2011 President, Oahu Chapter
National Association of Residential Property Managers
Q. I became a new landlord this year. What do I need to do regarding my taxes? And what else do I need to do? I also got an insurance settlement for damage caused by a leak into my unit. Do I need to spend it all or can I just keep it?
A. Welcome to the world of property management. Check with your tax advisor for specifics in your case, but I will provide general information for the typical cash basis taxpayer.
If you just bought the rental property, your accountant will need a copy of your closing statement from the sale. Costs associated with the sale, including title insurance, legal fees, mortgage fees, and other costs are added to the cost of the property. This is the amount that is used for depreciation purposes.
These costs are not immediately deductible this year, but are typically depreciated over 27.5 years.
If you spent money to prepare the property for rent, keep those receipts.
Also keep copies of your homeowner’s insurance and property tax payments.
You can also deduct maintenance fees, advertising costs and the cost of repairs paid to a third party. You cannot deduct the labor costs for repairs done by yourself. If you used a rental agent, lawyer or accountant relative to your rental business, you can deduct those costs.
You should have applied for a general excise tax number from the State of Hawaii. Go to the website at www.state.hi.us/tax and navigate to the form BB-1 to apply for a general excise number. You will be paying 4.5% of your gross rental income (4% on neighbor islands). Your payments are due monthly if you are paying more than $4,000 a year in GE tax, quarterly if you are paying less than $4,000 a year, or semi-annually if you are paying less than $2,000 a year. Note: If you are doing vacation rentals or other short term rentals, you need to pay an additional Transient Accommodations tax (9.25% on all islands).

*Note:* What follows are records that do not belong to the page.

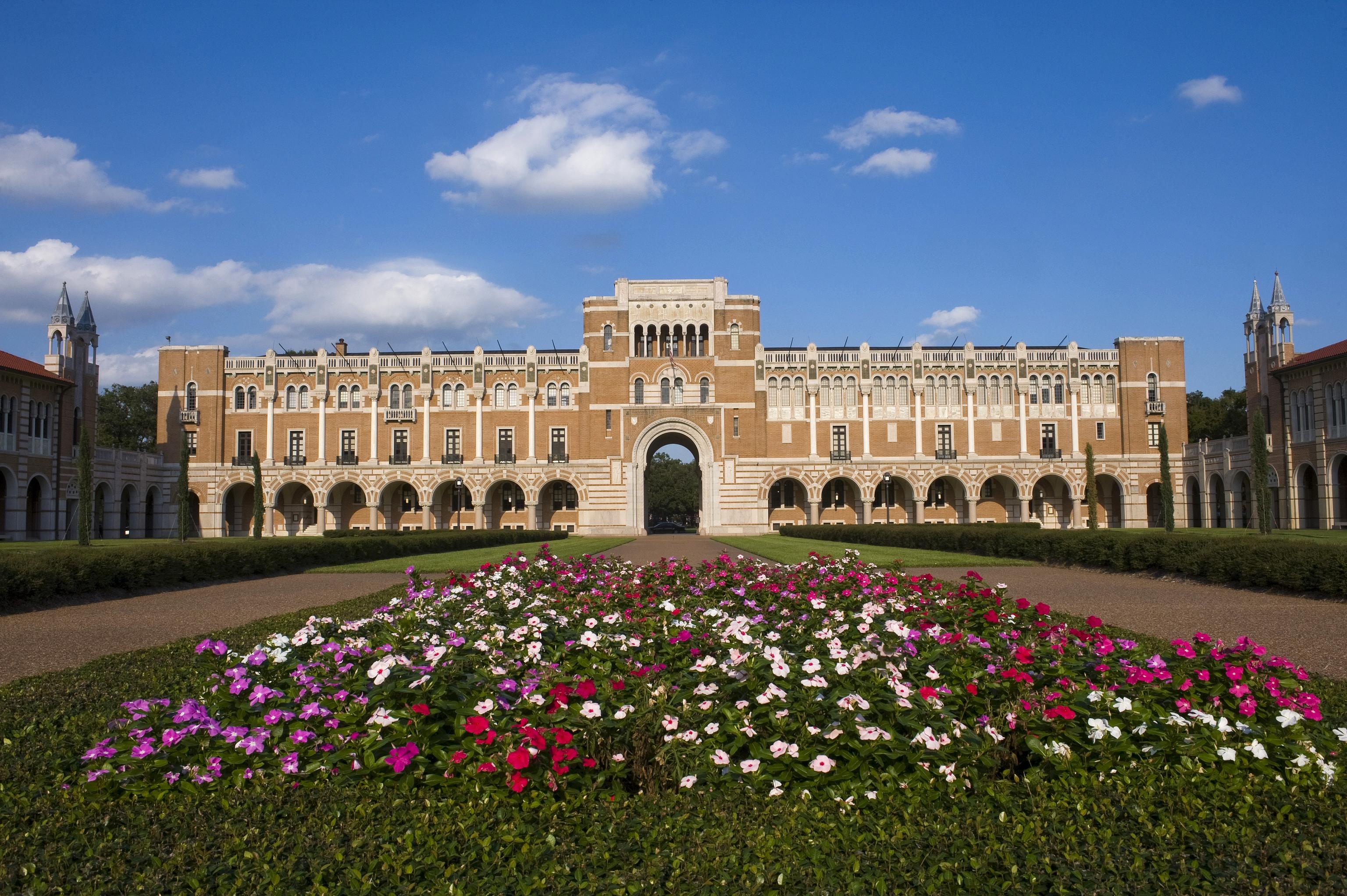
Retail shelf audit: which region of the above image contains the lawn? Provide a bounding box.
[306,535,632,577]
[715,535,1037,570]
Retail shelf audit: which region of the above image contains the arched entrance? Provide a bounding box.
[628,418,721,535]
[1297,463,1318,530]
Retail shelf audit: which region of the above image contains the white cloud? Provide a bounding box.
[168,168,244,190]
[670,131,730,164]
[852,148,935,178]
[0,240,548,345]
[0,131,192,212]
[426,75,725,212]
[827,107,959,149]
[1177,74,1245,109]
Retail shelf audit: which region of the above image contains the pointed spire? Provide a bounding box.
[1268,271,1290,311]
[75,290,94,330]
[51,283,75,324]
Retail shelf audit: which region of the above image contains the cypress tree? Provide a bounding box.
[1249,408,1272,535]
[1086,442,1099,530]
[253,452,261,537]
[178,433,191,542]
[75,426,93,546]
[1160,423,1175,532]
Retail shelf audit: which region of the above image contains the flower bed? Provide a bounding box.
[82,551,1347,800]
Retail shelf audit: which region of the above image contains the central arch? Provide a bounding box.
[626,418,719,535]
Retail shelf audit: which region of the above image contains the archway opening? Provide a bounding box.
[642,431,702,532]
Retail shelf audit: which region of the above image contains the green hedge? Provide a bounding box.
[0,530,566,610]
[781,523,1347,597]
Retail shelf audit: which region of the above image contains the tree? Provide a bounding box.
[98,383,159,452]
[1160,423,1175,532]
[75,426,93,546]
[178,434,191,542]
[1249,408,1272,535]
[1086,442,1099,530]
[253,452,261,537]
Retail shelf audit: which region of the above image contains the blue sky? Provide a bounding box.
[0,3,1347,392]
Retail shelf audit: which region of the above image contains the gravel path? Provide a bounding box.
[0,572,406,683]
[909,566,1347,678]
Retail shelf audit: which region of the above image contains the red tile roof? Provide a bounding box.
[0,352,70,383]
[1277,340,1347,370]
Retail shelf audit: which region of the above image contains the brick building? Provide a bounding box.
[159,277,1187,536]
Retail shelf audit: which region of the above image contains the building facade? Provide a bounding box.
[0,283,178,540]
[1183,274,1347,528]
[159,277,1187,536]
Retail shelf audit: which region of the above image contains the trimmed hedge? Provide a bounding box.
[781,523,1347,597]
[0,579,1347,896]
[0,530,566,610]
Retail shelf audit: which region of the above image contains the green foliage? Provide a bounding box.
[1086,442,1099,530]
[1249,408,1272,535]
[75,426,93,547]
[1158,423,1175,532]
[781,523,1347,597]
[98,383,159,452]
[1188,389,1249,442]
[645,452,702,520]
[0,530,566,610]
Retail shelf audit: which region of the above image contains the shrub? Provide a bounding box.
[781,523,1347,597]
[0,530,566,610]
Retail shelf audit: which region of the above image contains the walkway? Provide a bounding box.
[909,566,1347,678]
[0,572,407,683]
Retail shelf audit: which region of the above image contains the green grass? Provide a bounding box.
[306,535,632,577]
[715,535,1037,570]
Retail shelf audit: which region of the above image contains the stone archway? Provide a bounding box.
[626,418,721,535]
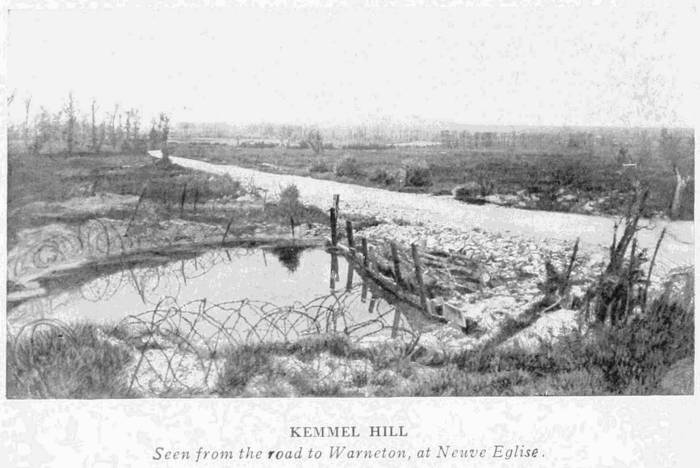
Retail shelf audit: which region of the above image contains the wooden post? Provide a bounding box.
[330,252,338,291]
[345,260,355,291]
[333,193,340,221]
[221,216,233,245]
[192,187,199,213]
[391,307,401,338]
[367,294,377,314]
[345,220,355,253]
[331,208,338,247]
[180,182,187,218]
[124,183,148,236]
[389,241,403,288]
[362,237,369,269]
[411,244,430,313]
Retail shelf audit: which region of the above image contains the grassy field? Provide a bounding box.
[174,143,694,219]
[8,154,327,249]
[7,290,694,398]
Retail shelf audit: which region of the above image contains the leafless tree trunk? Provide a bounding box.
[90,99,101,153]
[109,104,119,149]
[158,112,170,165]
[670,166,689,219]
[306,130,323,154]
[22,96,32,149]
[661,128,690,219]
[64,92,77,154]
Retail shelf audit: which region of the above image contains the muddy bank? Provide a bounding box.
[151,152,694,280]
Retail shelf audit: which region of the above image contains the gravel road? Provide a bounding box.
[149,151,694,275]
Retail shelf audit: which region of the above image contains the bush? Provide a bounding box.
[7,324,133,399]
[277,184,303,216]
[335,156,364,179]
[404,161,432,187]
[369,168,396,185]
[309,160,331,173]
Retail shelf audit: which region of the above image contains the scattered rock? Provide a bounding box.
[499,309,580,353]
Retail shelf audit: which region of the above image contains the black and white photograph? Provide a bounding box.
[4,2,697,400]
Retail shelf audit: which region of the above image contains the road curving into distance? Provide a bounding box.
[149,151,695,276]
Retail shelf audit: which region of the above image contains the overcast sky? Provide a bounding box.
[7,2,697,126]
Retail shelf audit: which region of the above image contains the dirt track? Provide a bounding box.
[150,151,694,275]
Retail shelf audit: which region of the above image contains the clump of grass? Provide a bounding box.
[369,167,396,186]
[309,159,332,173]
[335,156,364,179]
[404,160,433,187]
[7,324,132,399]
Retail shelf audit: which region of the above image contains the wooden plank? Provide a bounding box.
[389,241,403,288]
[333,193,340,217]
[331,208,338,247]
[411,244,430,314]
[362,237,369,268]
[391,307,401,338]
[345,220,355,249]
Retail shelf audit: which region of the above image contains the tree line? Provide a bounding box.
[7,92,170,154]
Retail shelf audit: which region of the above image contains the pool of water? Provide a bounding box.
[8,247,418,344]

All rents and other fees received in the year should be reported even if they were paid in advance. The total rents and fees must be reported on the general excise report, without deducting any fees paid to your property manager or costs for repairs, etc. Do not include security deposits or pet deposits as rental income if you plan to return it to the tenant at the end of the lease. Rents would also include the value of services provided by your tenant; for example, if your tenant is a painter and painted the unit in lieu of rent, you would have to include the value of that service as rental income.
If you have an insurance claim for damage caused to your unit, the insurance adjuster will investigate the claim and authorize payments. If you find a cheaper alternative for the repair, you might not have to spend all the money. However if you do not use all the insurance money for its intended purpose, you must declare the excess as income.
If you just converted your previously owner-occupied home into a rental property, you should remove the homeowner’s exemption. Individual owners (not corporations or companies) can exempt on their taxes up to $80,000 on a home that is their principal place of residence. There are additional exemptions available to homeowners over the age of 65, low income taxpayers, certain disabled taxpayers and non-profit groups, among others. Some of the criteria used to determine occupancy for exemption purposes require that the homeowner claiming the deduction occupy the home for more than 270 calendar days of a calendar year, register to vote in the city, and file an income tax return as a resident of the State of Hawaii. Since this property is no longer owner-occupied, you do not qualify for an exemption. You can visit the City & County of Honolulu website at www.realproperty-honolulu.com to remove the exemption.
Your taxes just became more complicated, so I recommend that you discuss your specific situation with your attorney or tax professional.